Curious choice of programs for "developing tools" -- blender is a 3d modeller and sometimes video editor (though I would suggest looking into kdenlive if on Linux and needing a basic video editor with a few tricks up its sleeve), while photoshop is a picture editor and sometimes web page creator. Unity3d is then something resembling a development tool, this being as it is an engine for 3d games.
If someone says developing tools I will assume more that they want to write code (in which case Linux distros are arguably what GNU/GCC focuses on).
Do you need photoshop or will Gimp do the job? Granted running WINE is much of a muchness, however Gimp tends to be fine on anything vaguely mainstream where who knows what will happen any given month and with whatever obscure plugin you want to play with in photoshop/adobe's general setup.

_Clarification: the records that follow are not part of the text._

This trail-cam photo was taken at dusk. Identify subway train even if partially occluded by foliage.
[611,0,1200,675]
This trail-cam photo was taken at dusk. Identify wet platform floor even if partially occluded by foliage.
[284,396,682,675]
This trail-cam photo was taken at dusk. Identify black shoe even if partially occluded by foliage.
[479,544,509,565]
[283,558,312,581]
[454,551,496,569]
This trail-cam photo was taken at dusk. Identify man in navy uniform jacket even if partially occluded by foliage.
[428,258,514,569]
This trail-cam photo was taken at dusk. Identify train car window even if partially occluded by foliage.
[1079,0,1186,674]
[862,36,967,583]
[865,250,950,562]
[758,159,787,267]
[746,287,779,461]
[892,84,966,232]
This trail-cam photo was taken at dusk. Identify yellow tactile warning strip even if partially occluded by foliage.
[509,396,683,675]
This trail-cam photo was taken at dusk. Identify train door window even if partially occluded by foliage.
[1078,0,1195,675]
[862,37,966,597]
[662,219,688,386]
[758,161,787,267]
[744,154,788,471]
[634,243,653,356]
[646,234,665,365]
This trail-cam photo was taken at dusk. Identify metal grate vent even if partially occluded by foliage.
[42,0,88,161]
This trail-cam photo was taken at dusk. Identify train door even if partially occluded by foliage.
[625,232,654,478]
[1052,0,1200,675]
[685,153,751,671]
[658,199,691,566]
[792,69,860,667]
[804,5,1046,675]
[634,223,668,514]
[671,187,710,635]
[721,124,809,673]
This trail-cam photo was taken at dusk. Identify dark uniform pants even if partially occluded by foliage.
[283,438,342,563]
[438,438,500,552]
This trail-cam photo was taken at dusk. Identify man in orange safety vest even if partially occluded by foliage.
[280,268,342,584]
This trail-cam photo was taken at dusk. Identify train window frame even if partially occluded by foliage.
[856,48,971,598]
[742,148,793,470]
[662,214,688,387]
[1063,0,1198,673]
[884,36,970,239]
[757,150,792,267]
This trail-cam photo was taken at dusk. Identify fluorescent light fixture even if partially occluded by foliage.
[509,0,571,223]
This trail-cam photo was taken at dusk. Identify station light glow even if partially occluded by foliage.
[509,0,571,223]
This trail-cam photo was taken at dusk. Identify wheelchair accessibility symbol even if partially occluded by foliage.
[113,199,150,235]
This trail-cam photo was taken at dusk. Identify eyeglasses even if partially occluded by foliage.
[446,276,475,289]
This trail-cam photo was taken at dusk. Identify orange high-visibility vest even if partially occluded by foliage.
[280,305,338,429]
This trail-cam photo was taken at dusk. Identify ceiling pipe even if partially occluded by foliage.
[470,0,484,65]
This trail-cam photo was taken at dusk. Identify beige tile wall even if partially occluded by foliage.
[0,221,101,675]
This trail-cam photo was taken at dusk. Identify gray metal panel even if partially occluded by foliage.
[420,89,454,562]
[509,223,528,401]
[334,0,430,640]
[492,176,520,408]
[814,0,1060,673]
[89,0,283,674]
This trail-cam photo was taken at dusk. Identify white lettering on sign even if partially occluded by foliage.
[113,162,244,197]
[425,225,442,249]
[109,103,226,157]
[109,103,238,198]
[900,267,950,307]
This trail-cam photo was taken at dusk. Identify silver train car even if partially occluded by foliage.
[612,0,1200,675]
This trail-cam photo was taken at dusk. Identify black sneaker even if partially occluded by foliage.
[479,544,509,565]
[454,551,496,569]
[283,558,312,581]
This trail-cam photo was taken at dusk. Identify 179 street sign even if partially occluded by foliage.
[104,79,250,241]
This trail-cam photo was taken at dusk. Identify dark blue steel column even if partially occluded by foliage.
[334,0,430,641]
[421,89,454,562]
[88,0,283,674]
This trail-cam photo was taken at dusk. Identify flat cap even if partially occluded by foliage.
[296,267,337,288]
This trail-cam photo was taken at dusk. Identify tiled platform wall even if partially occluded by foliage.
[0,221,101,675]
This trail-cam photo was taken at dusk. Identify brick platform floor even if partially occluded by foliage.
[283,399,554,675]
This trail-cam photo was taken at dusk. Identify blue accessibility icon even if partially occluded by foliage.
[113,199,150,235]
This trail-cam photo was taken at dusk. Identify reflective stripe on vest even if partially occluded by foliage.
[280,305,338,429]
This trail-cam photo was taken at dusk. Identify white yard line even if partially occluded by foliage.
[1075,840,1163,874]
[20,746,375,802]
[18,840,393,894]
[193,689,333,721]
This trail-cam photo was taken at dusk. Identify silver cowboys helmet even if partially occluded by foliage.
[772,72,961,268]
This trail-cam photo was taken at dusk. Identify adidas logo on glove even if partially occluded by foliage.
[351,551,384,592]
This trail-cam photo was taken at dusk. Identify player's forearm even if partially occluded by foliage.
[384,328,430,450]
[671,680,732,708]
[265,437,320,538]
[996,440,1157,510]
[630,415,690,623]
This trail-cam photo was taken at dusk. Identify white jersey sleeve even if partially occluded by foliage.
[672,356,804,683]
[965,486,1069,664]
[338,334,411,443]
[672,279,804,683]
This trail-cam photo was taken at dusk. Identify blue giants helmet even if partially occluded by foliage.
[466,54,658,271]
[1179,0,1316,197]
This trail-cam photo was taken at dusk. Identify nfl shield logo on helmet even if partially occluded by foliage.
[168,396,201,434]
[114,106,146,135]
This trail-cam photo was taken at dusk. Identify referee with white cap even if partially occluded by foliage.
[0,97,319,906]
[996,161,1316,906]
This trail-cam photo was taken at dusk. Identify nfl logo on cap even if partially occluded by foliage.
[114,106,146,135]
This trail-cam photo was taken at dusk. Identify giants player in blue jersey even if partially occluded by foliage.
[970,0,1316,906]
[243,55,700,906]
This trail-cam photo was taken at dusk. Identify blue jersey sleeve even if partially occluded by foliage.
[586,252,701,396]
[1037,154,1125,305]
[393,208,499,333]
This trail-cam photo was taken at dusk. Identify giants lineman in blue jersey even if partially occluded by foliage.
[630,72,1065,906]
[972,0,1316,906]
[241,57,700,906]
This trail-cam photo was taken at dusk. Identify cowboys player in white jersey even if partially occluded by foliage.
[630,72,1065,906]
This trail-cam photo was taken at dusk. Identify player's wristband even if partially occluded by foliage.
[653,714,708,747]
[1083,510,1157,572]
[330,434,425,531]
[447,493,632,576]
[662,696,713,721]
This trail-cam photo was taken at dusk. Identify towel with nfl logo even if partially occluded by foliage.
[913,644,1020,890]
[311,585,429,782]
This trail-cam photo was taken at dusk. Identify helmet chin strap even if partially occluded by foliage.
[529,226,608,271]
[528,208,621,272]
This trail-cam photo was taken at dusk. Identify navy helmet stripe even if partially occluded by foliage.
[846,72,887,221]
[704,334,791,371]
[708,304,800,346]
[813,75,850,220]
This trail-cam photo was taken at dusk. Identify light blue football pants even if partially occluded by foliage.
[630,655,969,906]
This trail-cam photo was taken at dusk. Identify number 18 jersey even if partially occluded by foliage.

As above though as long as you are not running a cut down specialist piece of kit then worst thing that happens is some distros might not come with a library that other distros might, which can stretch to some hundreds of megabytes in the case of various things like the KDE backend/libraries that you might need for the KDE programs (don't have to run the KDE desktop environment though).
If you absolutely must keep up on bleeding edge stuff then the stability focused nature of some distros might mean you get to upgrade, or even compile something as not all libraries and forks will be taken up.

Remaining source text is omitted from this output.